Теперь ему нестерпимо стыдно было признаться, что он сразу не узнал ее. И он ответил тихо:
— Нет.
— Не помните Варю? — настаивала она, это древняя старуха.
— Ах! — тогда сказал он, подозревая, что глаза его выдают. — Ну как же, как же! Сколько лет прошло. Здравствуйте. — Он не решился назвать ее по имени.
Аккомпаниатор начал свою партию, и Евгений Петрович запел «То было раннею весной…».
Пел он плохо. Он сам чувствовал, что плохо поет. Все мысли его были заняты неожиданной встречей. Разве можно быть такой старой, изможденной, седой?.. Какие огромные у нее были глаза, какой удивительной смуглота нежной кожи, с какой непередаваемой плавностью ее шея переходила в хрупкие плечи.
Он пел и не чувствовал своего голоса. Он ждал, что вот-вот наступит обычный подъем. Ничего не получалось. Господи, сможет ли он выдержать до конца? Он заметил тревожные глаза жены, сидящей у выхода, заметил брошенный на него быстро обеспокоенный взгляд аккомпаниатора.

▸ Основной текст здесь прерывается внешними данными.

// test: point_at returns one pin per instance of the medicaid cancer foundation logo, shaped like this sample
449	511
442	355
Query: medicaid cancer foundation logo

Если она так постарела, значит, не за горами и наш срок. Знакомые говорят: боже, вы совсем не меняетесь! Жалкие лицемеры! Вон там, за нашим плечом, за роялем — живой отсчет времени. Ну, пусть она старше на год-полтора, но и он стар. Ужасно стар, и не спасут его от старости никакие ухищрения, японские заповеди, шведская стенка… У него болело сердце, трудно было петь, а публика-дура аплодировала, требовала бисировать, выходила из себя.
На ужин он не остался, сославшись на нездоровье. Жена дала ему таблетку валидола, затем элениум, затем накапала Зеленина. Она всегда носила с собой необходимый набор лекарств. Состояние его не улучшалось. Черные мысли одолевали его.
Приятно и грустно вспомнить молодость, раннюю, может быть, первую любовь. Но сейчас его мучило ощущение, что он заглянул в то, что его ждет, в свою старость, в свой смертный час. К этому он не был подготовлен.